I do my best. It’s not as easy as it looks, and I am far from perfect at it. But I try to live by these precepts. One of the hardest ones for me is No. 2: “Don’t take anything personally.” My gut reaction, sadly, is to take everything personally. It drives my 20-year-old daughter crazy. She doesn’t want a second helping of matzo ball soup? She hates my cooking. She doesn’t need my help decorating her new apartment? She hates my aesthetic. I can’t be there when she gets the flu? She hates me. I exaggerate, but you get the idea.

It’s nuts, and it’s an incredibly painful way to walk through life. Personalizing criticism is the first thought that comes to my mind, which is why my second thought is, “Stop thinking the entire world — and specifically your daughter’s world — in any way revolves around you. Because it doesn’t.

She had plenty of soup. It’s her first apartment and she wanted to do it herself. And she didn’t ask you — nor did she want you — to come mother her.

She wants her boyfriend to do that sort of thing now.”

The same thing happens with my wife.
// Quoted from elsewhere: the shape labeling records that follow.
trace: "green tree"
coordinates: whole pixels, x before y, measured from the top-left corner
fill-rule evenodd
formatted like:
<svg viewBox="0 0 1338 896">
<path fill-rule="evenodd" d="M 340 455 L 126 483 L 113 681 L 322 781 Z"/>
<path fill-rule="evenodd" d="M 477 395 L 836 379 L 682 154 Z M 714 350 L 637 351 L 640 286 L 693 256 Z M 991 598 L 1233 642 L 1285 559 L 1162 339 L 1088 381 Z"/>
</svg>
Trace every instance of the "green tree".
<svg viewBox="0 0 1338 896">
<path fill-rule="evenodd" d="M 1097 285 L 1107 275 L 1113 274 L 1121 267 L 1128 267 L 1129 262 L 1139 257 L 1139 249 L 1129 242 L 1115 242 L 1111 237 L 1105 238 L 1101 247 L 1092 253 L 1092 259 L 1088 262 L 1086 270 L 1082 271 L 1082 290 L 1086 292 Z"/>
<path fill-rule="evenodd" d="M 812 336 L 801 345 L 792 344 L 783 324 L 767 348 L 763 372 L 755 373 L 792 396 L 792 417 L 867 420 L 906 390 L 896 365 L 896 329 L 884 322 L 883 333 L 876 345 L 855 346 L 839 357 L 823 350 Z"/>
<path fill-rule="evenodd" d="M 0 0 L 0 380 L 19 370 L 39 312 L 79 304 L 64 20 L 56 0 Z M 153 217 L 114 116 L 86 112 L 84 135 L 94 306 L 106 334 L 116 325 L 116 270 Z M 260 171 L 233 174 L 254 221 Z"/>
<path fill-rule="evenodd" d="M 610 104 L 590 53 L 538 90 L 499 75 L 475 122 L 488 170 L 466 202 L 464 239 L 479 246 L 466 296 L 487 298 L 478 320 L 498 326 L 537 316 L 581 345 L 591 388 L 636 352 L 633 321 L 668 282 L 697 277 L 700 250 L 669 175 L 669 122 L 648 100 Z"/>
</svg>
She’s frustrated at work and gets upset about something silly like something being misplaced or not done the way she would do it, and I am a mess of self-doubt and self-loathing in an instant. Even as I am spinning, I know how ridiculous I’m being. I know she’s stressed out. I know she’s tired. I know her travel and her work take a constant toll. But instead of shrugging it off, I have to go through mental gymnastics until I am truly able to not take it personally. People have crummy days, and people react in ways they would not otherwise react. That has nothing to do with me and everything to do with them.

We have to stop internalizing the external world. If our spouses want to do volunteer work that takes them away from home, we have to know that it’s because they want to make meaning of their life, not because they don’t want to be around us. If our partners don’t like a song or a meal or an activity or a piece of décor, we have to know it’s because it’s not their taste, not because something is wrong with ours. If the person we love is in a lousy mood and is not their usual sweet self, we have to know it’s because their allergies or their boss or their kid or their mom is driving them nuts. It’s not about us. It’s not about us. It’s not about us!!

I waste a lot of time taking things personally. I dwell and spin and self-flagellate. I’m not much for New Year’s resolutions, but I am huge on constant self- and couple-improvement. So working towards not taking things personally is my current cause. I’m learning to take a breath before I take a leap into the “What’s wrong with me?” pool of self-doubt, because treading that water is exhausting, if not seemingly never ending. We have to give ourselves a break and give our partners a break, too.

When we release ourselves from the burden of taking all things personally, we allow ourselves permission to deal with our own stuff — our own actual stuff — that we all have, that all needs working on. In a way, taking things personally is like an excuse. I’m so busy feeling terrible about all the things that aren’t my fault that no one is actually upset with me about that I have no time to wrestle with the baggage that it really would serve me to tend to and offload.

Most of us really are doing our best to be our best and, sometimes, it’s simply more than we can muster. But we don’t have to make it even harder on ourselves by taking on other people’s stuff. I have a friend who says I am an empath to my own demise. I can’t say he’s wrong. I take it all on, and I take it all on as my fault in some way, no matter how preposterous. The worst part is that I know better. So, I am going to try to do better — for my health, and for the health of my relationship. And I’m going to do my best to let my dad’s words on this subject rule the day. Whenever I get lost in the black hole of taking all things personally, he always says the same thing: “The world doesn’t revolve around you, kiddo. Never has. Never will.” Indeed.